What is the point of bringing centres to areas where they are needed to the detriment of other more established centres, which are going down because of the vagaries of the funding system?'

She adds that in terms of work, in an area of high-deprivation like Hackney, demand for housing, welfare benefits, immigration and employment grows at a pace which the eternally strapped-for- cash centre finds difficult to support.

However, those working in the new centres deny that they are getting some kind of favoured treatment.

Trafford's Michelle Carrahar says: 'We are not sitting on a golden egg.

Everything we do is carried out on a shoestring.

That is why we are looking for more diversified sources of funding.'

Apart from lack of funds, the centres face challenges from the government's development of its CLS Partnership.

These partnerships compromise not only the centres and voluntary advice bodies such as the Citizens Advice Bureaux, but also private practice legal aid practitioners.

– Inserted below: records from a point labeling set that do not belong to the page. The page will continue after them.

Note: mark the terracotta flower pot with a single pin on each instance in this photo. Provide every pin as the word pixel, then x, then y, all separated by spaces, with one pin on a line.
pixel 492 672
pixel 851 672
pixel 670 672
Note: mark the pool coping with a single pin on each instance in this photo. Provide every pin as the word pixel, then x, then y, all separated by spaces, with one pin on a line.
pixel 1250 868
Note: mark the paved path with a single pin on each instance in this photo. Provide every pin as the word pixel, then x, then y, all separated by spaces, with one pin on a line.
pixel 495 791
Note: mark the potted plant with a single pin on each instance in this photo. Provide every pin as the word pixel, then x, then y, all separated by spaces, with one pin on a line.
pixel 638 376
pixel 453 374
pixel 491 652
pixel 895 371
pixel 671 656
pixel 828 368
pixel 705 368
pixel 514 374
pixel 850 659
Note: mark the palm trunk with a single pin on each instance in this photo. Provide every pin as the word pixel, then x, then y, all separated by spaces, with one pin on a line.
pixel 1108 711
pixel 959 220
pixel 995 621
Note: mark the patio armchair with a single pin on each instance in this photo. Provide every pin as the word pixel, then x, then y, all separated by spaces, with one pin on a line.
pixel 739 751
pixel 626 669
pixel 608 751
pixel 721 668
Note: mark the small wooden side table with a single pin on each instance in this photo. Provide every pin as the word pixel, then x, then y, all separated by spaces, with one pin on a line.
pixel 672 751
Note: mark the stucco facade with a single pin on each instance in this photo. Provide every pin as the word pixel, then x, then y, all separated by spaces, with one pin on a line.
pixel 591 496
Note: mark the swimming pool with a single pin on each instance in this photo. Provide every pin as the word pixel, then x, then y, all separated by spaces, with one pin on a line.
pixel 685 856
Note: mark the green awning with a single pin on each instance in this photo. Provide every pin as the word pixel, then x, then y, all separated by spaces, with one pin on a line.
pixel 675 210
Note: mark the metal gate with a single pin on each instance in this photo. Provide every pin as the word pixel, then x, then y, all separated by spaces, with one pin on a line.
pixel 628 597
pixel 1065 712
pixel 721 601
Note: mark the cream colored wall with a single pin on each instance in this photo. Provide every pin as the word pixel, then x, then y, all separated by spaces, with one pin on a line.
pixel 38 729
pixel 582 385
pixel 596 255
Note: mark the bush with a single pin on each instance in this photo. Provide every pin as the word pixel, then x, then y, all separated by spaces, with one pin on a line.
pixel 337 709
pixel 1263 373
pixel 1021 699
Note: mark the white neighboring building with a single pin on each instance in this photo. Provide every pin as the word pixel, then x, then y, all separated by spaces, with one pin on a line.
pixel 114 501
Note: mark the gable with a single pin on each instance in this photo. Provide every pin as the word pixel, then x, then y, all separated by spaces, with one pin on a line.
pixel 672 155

This latter section has shrunk rapidly in recent years, owing to the perceived poor rates for legal aid work, hence increased demands on law centres and the other groups.

The Legal Aid Practitioners Group confirms the situation is getting worse.

Chairman David Emmerson says: 'The inevitable thing is that a good private law firm is able to step away from legal aid work to do more lucrative forms of private work, especially in the area of family law.'

He adds that far from being rivals, private practitioners and law centres are part of the same package and often refer work to each other, so problems are posed by departing private practitioners.

Some relief is provided for legal aid practitioners and law centres alike by aid and assistance from other lawyers who offer their services pro bono.

Many of these volunteer lawyers come from the plusher surroundings of the blue-chip City firms more readily associated with multi-million pound corporate deals than the housing problems of a single mother in the inner City.

Cynics might perceive such work to be an attempt to gain positive public relations, to which City firms reply that as this trend has been proceeding for the best part of a decade, it is so commonplace as to lack novelty value or the ability to command many column inches.

The corporate giants more usually claim that by performing such voluntary work they are merely doing their civic duty.

Clifford Chance partner Mark Campbell says: 'It is essentially right for us to be getting involved.

Law may be a business, but it is also a profession - and as lawyers we have a wider social function than just making money.'

Mr Campbell adds that increasingly corporate clients enquire about Clifford Chance's pro bono provision, and are anxious to see that their legal adviser is a well-rounded organisation.

Feedback from those City solicitors who volunteer reveals they too gain something from the experience, not least the chance to break free from the corporate goldfish bowl.

Support is further provided by the Solicitors Pro Bono Group and the LCF through its joint operation LawWorks, which provides training for corporate lawyers in social welfare issues.

All these sources of help may enable the established law centres to keep their heads above water for a little longer.

But the government may have to look again at funding if more closures are to be avoided in future.